Monday, November 1, 2010

OH TO LOVE LIKE GOD LOVES


God's love is so extravagant that most of us have trouble receiving it freely. We may know better on the conscious level, but we feel strongly that our wrong choices, our weaknesses, our failures must hinder God's love and more certainly, our usefullness in Kingdom building.

God's grace also gives us a problem. How can it be true that God would take on Himself the judgement and condemnation we deserve, inorder to gain our love, inorder that He might restore us to Himself and to our original assignment.

Grace to me means that God's love covers all my defects, lack, wrong motivations, self-serving empulses, mixed motives of service, my easy fear, anger and hurt feelings. . . .you get the idea.

And His love whispers to my shame, "No condemnation. I forgive you. Go share My love and grace."



God's grace treats me with tenderness and compassion. So why do I find myself so easily moved to impatience and irritation with my husband? Why do I expect more out of him than I myself can give. Why do I find it so easy to endulge in self-pity and worse, to justify my negative attitude and hurt feelings? Grow up Liz! Grow into His love and grace.

Why do we separate from one another when we disagree in opinions, doctrine, ways of worship? God's grace does not treat me differently when I fail to interpret Scriptures correctly. I am still learning and changing in my understanding of God and His ways. God sees that my heart longs for truth and to know His heart. This should guide me as I respond to those who see things differently and are in another place of pilgrimage. We are all God's work in progress.

I am learning to lift to the Lord those I strongly disagree with or fear or those I feel disgust for. My ego wants to glow with pride that I am not where they are. I may be in a better place, but I see the seeds of deception in me and the potential for me is the same.

As the Spirit of love and mercy prompts me, I now see me stand in their place and I meditate and pray, expanding four short statements.
I am so sorry.
Forgive me.
Thank You Father.
I love You Lord.

I believe this honors the Lord who stood in for me and asked the Father to forgive me, for I know not what I am doing, nor understand as I ought.

1 comment:

  1. Liz thanks for the encouragement and reminder. I was actually pondering some of these very thoughts yesterday and today.
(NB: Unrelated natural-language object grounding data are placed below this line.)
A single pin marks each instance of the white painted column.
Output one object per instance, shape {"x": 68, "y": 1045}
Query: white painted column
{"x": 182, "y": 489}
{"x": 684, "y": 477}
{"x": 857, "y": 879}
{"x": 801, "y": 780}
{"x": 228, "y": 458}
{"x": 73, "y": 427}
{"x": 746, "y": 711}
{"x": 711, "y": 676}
In seeking to let go of more and more judgments of others I also heard the words of Jesus, "Father forgive them for they know not what they do". In this I realized how this is so true. It is true of me when I do not walk in the truth or when I walk in fear. If I can learn to respond in love to others fear I open the door for them to have ears to hear. I realize that in any situation I have a choice and a responsibility to choose to forgive and love. In this I can turn my focus from blaming or fearing that the other person does not "get it" and active the power of "faith working through love" that overcomes the evil.
    It is neat to see how the Holy Spirit is teaching His children these things corporately.
    He will fill His temple, His body, His church suddenly! He is preparing His bride!